周恩来曾在天津先后读书五年多;他曾在天津组织领导反帝反封建的斗争,组织青年进步革命团体“觉悟社”;他还曾在天津因投身“五·四”爱国运动遭反动当局逮捕坐牢达半年之久,那是他一生中唯一一次失去自由;他在天津结识了许多仁人志士和亲密战友,特别是结识了他后来的另一半邓颖超同志。
天津,从某种意义上说,是他革命起步的地方,也是他多次涉险的地方,还是他与他的另一半相识、相交、相知的地方。因此他对天津就多了一分情感和热爱。
四把骨灰撒滨州,亲山亲水报母亲
周恩来的最后一把骨灰是撒在山东滨州黄河入海口的。
黄河,是我们中华民族的母亲河。周恩来生前无数次表达过他对母亲的热爱和怀念。无论是他在天津坐牢期间写下的《念娘文》,还是他留学日本记下的念娘日记,都无不充满对生他、抚育他成长的母亲的感激之情。

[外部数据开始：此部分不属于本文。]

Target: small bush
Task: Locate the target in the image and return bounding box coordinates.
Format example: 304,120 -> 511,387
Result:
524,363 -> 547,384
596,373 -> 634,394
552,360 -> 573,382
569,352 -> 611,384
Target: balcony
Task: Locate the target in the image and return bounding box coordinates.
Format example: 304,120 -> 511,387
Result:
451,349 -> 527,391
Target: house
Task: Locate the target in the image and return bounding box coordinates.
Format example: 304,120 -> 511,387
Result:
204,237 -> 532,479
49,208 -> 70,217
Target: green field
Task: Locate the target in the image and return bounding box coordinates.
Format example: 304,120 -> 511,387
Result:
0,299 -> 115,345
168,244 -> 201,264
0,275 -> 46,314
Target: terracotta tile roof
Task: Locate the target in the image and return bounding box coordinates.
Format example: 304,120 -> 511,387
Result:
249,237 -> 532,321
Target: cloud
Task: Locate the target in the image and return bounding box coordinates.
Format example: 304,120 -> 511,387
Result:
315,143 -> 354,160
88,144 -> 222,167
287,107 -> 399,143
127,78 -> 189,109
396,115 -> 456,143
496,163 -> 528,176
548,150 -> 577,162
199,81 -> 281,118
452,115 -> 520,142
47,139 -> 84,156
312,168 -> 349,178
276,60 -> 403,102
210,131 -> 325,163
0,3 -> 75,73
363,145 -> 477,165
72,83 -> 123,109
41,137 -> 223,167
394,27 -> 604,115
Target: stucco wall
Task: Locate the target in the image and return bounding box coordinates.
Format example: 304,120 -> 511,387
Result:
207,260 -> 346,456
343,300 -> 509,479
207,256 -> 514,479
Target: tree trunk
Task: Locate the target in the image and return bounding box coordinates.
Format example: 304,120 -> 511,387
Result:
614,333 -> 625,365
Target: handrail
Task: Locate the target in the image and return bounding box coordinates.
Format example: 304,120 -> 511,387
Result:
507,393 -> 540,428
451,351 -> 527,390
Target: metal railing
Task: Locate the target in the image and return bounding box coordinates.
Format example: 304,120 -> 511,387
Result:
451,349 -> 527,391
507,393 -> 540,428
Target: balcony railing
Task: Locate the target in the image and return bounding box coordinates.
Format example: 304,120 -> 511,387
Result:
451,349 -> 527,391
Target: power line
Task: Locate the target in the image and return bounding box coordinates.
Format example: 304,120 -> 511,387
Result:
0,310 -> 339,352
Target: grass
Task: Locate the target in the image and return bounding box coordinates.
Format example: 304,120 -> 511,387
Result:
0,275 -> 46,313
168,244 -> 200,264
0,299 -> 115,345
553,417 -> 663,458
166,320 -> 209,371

笔者1992年3月8日在北京访谈周恩来转战陕北时期的警卫员王还寿同志。王老深情地回忆说:“1948年3月23日(戊子年二月十三日),按农历算是总理的50周岁生日,那天我们中央纵队从陕北的吴堡县川口镇东渡黄河。总理登上渡船后,一边和船工舵手们握手,一边热情地说:‘感谢你们今天把我们送进母亲(指黄河)的怀抱,享受母爱的温暖。’”王老还说:“当时我们还不太懂总理话的意思,后来才知道。”
周恩来十二岁离家,从读书追求革命真理到投身无产阶级革命和祖国的社会主义建设,未能再回故乡一趟,“想来母亲坟前已白杨萧萧,而我却痛悔亲恩未报。”他期望死后将骨灰撒进“母亲河”,以报答生他、养他的母亲;同时,祖国也是我们中华民族的母亲,他回归了母亲河,也就回归了大地,回报了祖国。周恩来生前曾说过:“人生来是为人民服务的。生前的工作、劳动是为人民服务,死后骨灰撒在祖国的山水大地上,落在山头田野的,可以作为植物的肥料,落在水里的可以喂鱼虾,营养水生植物,还在继续为人民服务。只有这样,人类才是生生不灭的。”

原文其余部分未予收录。